Austin, Texas should be evaluated as a fuel-retail market, not just a map page. A serious city page needs traffic conversion, corner quality, gallons, tank and environmental expectations, supplier economics, diesel demand, and the lender questions that can slow a fuel-property closing.

Supplier and jobber terms in Austin, Texas

The fuel supply agreement controls pricing, rebates, volume commitments, assignment rights, branding, and whether a buyer can actually step into the deal. Treat this as a local proof point for Austin, Texas, not boilerplate geography.

MPD and canopy condition in Austin, Texas

Dispenser age, EMV status, hose condition, canopy lighting, signage, paving, and pump-island layout can create near-term capital needs after closing. Treat this as a local proof point for Austin, Texas, not boilerplate geography.

Wet-stock and tank records in Austin, Texas

Tank tightness, release history, monitoring, cathodic protection, spill buckets, and ATG reports belong in the first diligence package. Treat this as a local proof point for Austin, Texas, not boilerplate geography.

Fuel gallons by month in Austin, Texas

Ask for monthly gallons by grade and diesel, not one annual total. Seasonality, price competition, and grade mix can change the real margin story. Treat this as a local proof point for Austin, Texas, not boilerplate geography.

Diesel and fleet demand in Austin, Texas

Diesel mix, fleet accounts, commercial routes, and truck access can materially change value, especially for highway and industrial-market assets. Treat this as a local proof point for Austin, Texas, not boilerplate geography.

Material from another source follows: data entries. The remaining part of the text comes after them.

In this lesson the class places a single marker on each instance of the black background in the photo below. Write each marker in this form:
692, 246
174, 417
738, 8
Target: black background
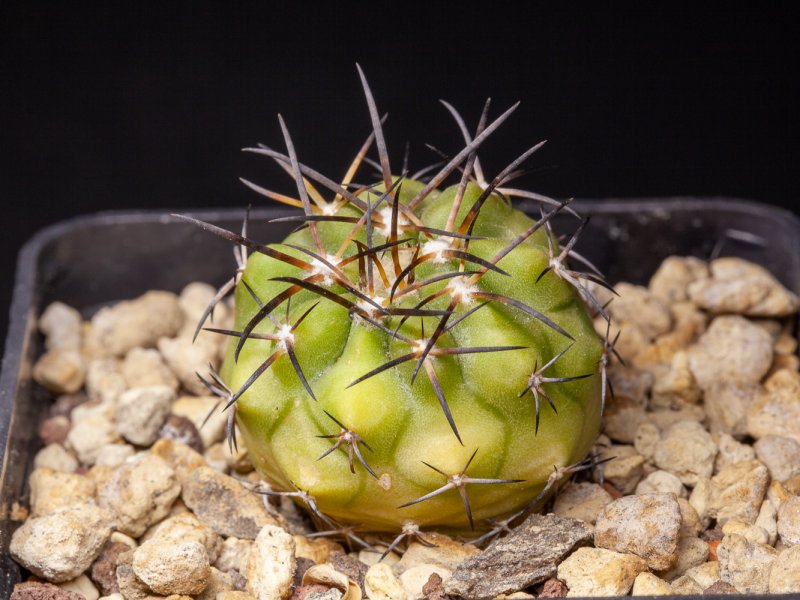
147, 106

Ingress and traffic conversion in Austin, Texas

Traffic count only matters if drivers can see, enter, fuel, and exit easily. Median cuts, signalized corners, truck access, and competing corners must be mapped. Treat this as a local proof point for Austin, Texas, not boilerplate geography.

Lead qualification

What a serious Austin, Texas inquiry should include.

Gas Station Trader should turn Austin, Texas traffic into fuel-property leads with enough detail to underwrite the site, not just a name and phone number. A useful inquiry explains the fuel asset, the tank and supplier proof, and the decision timeline.

Fuel-site snapshot

Share whether this is a single station, portfolio, brand page, market search, guide question, or tool output. Include gallons, brand or supplier, MPD count, diesel mix, real estate versus leasehold, and tank ownership or responsibility.

Diligence proof

The strongest gas-station lead can provide monthly gallons, wet-stock records, supplier agreement, fuel invoices, card fees, tank and ATG records, Phase I material, environmental history, and forecourt capex notes.

Decision path

Clarify whether the goal is to buy, sell, value, refinance, or prepare for a 1031 or sale-leaseback. Include price range, financing capacity, timing, geography, and any supplier or environmental constraints.

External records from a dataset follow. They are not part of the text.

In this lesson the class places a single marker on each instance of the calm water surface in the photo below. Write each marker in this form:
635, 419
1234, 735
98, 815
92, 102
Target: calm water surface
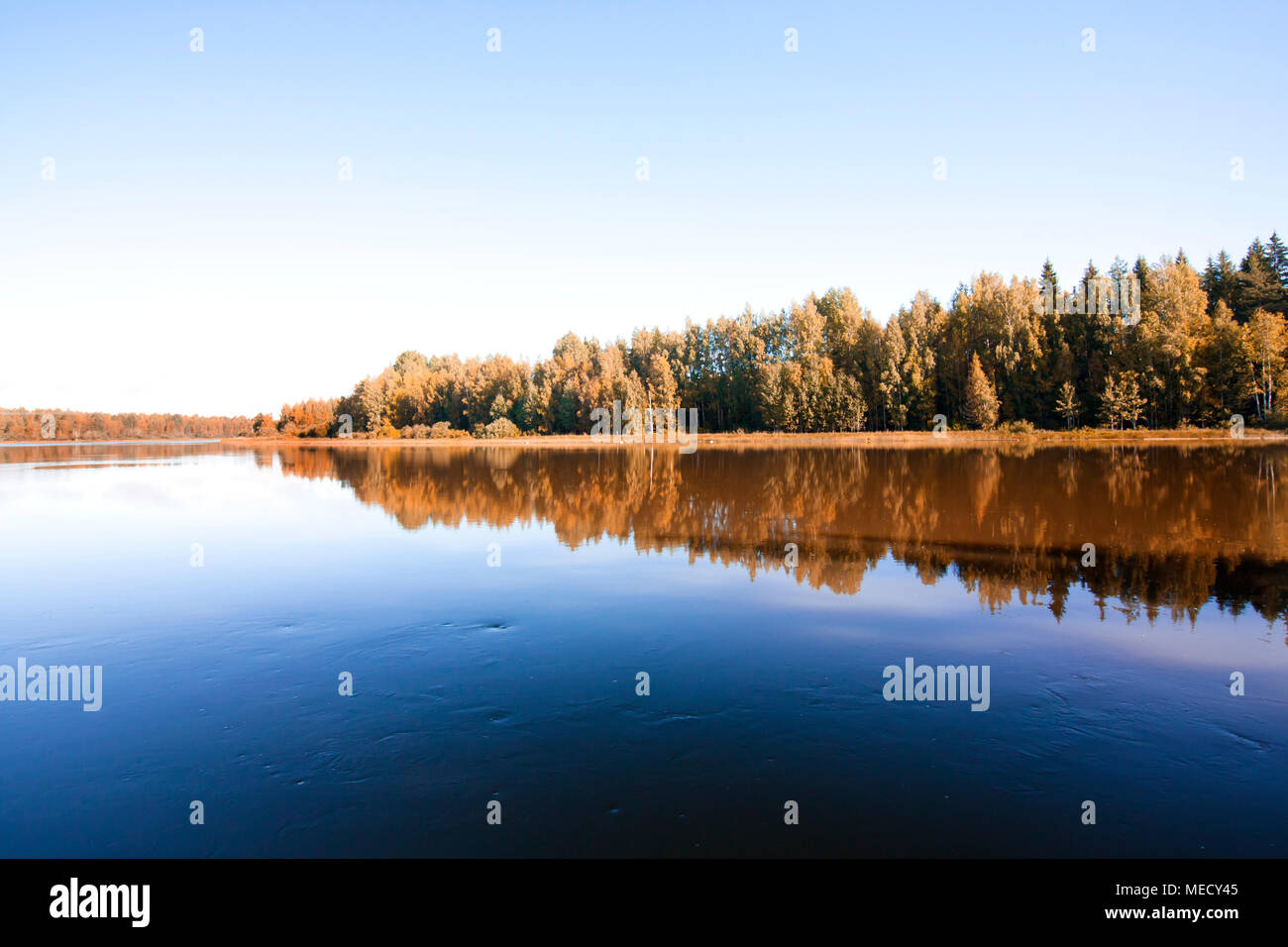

For this market page, a high-quality lead is one where the fuel economics, tank/supplier risk, and next action are clear enough for a broker or principal to respond intelligently.

Institutional guidance

Before you act on Gas Stations for Sale in Austin, TX, talk with a sector broker.

Gas Station Trader is built to turn market interest into a real next step: valuation, buyer match, lending path, diligence package, or confidential sale strategy. Eagle Nest Property Group works across owners, operators, 1031 buyers, and private capital in fuel retail.

Confidential valuation Qualified buyer routing Deal and diligence support
Get started

Buying or selling in Austin? Let's talk.

Tell us about your Austin station or what you are hunting for. We know the Texas market and the buyers in it.

469.949.6467

Confidential. We never share your information.